И как он это сказал! И все, что они говорят – вечно живущие ангелы и умирающие дети, – все так значительно, что я слова их пишу длинными курсивами, а все, что мы говорим, – махонькими буковками, потому что это более или менее чепуха.
– Ты еще встанешь, мальчик, и будешь снова плясать под мою «поросячью фарандолу» – помнишь? Когда тебе было два года, ты под нее плясал. Музыка отца и слова его же. «Там та-ки-е милые, смешные чер-те-нят-ки цапали-царапали-кусали мне жи-во-тик…» А ты, подпершись одной рукой, а другой платочком размахивая, прыгал, как крошечный дурак… «С фе-вра-ля до августа я хныкала и вякала, на исхо-де ав-гус-та ножки про-тяну-ла»… Ты любишь отца, мальчик?
–
– Ну вот и не умирай… Когда ты не умрешь и поправишься, ты мне снова чего-нибудь спляшешь… Только нет, мы фарандолу плясать не будем. Там есть слова, не идущие к делу… «На исхо-де ав-густа ножки про-тяну-ла…» Это не годится. Гораздо лучше вот что: «Раз-два-туфли-надень-ка-как-ти-бе-не-стыдно-спать?»… У меня особые причины любить эту гнусность…

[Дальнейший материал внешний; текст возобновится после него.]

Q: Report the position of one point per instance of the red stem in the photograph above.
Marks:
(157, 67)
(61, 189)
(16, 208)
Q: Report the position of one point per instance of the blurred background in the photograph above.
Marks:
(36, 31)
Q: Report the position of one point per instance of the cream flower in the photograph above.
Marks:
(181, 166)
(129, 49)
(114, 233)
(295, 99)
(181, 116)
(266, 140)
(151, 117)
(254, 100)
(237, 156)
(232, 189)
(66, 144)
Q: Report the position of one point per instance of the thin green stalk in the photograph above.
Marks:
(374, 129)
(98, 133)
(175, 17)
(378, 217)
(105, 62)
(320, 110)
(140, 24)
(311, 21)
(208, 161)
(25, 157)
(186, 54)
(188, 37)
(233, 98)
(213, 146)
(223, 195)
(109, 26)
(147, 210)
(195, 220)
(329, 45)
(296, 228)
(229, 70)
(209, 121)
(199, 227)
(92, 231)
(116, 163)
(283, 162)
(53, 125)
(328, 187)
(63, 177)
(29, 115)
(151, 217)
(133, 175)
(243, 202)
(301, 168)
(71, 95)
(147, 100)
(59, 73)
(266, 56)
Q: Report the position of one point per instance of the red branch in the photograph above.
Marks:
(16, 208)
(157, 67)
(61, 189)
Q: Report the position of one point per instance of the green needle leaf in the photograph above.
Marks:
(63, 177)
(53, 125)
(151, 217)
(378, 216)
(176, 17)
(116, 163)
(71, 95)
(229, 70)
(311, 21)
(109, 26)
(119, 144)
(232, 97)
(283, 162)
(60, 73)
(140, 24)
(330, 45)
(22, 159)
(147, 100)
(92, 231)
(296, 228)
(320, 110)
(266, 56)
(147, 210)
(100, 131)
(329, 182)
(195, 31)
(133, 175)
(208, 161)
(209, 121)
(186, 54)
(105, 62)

Я допил свой четвертый стакан и разволновался:
– Когда тебя нет, мальчик, я совсем одинок… Ты понимаешь?.. ты бегал в лесу этим летом, да?.. И, наверно, помнишь, какие там сосны?.. Вот и я, как сосна… Она такая длинная-длинная и одинокая-одинокая, вот и я тоже… Она, как я, – смотрит только в небо, а что у нее под ногами – не видит и видеть не хочет… Она такая зеленая и вечно будет зеленая, пока не рухнет. Вот и я – пока не рухну, вечно буду зеленым…
–
– Или вот, например, одуванчик. Он все колышется и облетает от ветра, и грустно на него глядеть… Вот и я: разве я не облетаю? разве не противно глядеть, как я целыми днями все облетаю да облетаю?..
–
Вот и я теперь: вспоминаю его
Кучино – Железнодорожная
Но сначала все-таки к ней. Сначала – к ней! Увидеть ее на перроне, с косой от попы до затылка, и от волнения зардеться, и вспыхнуть, и напиться влежку, и пастись, пастись между лилиями – ровно столько, чтобы до смерти изнемочь!
Эта девушка вовсе не девушка! Эта искусительница – не девушка, а баллада ля бемоль мажор! Эта женщина, эта рыжая стервоза – не женщина, а волхвование! Вы спросите: «Да где ты, Веничка, ее откопал, и откуда она взялась, эта рыжая сука? И может ли в Петушках быть что-нибудь путное?»
– Может! – говорю я вам, и говорю так громко, что вздрагивают и Москва, и Петушки. – В Москве – нет, в Москве не может быть, а в Петушках – может! Ну так что же, что «сука»? Зато какая гармоническая сука! А если вам интересно, где и как я ее откопал, если интересно – слушайте, бесстыдники, я вам все расскажу.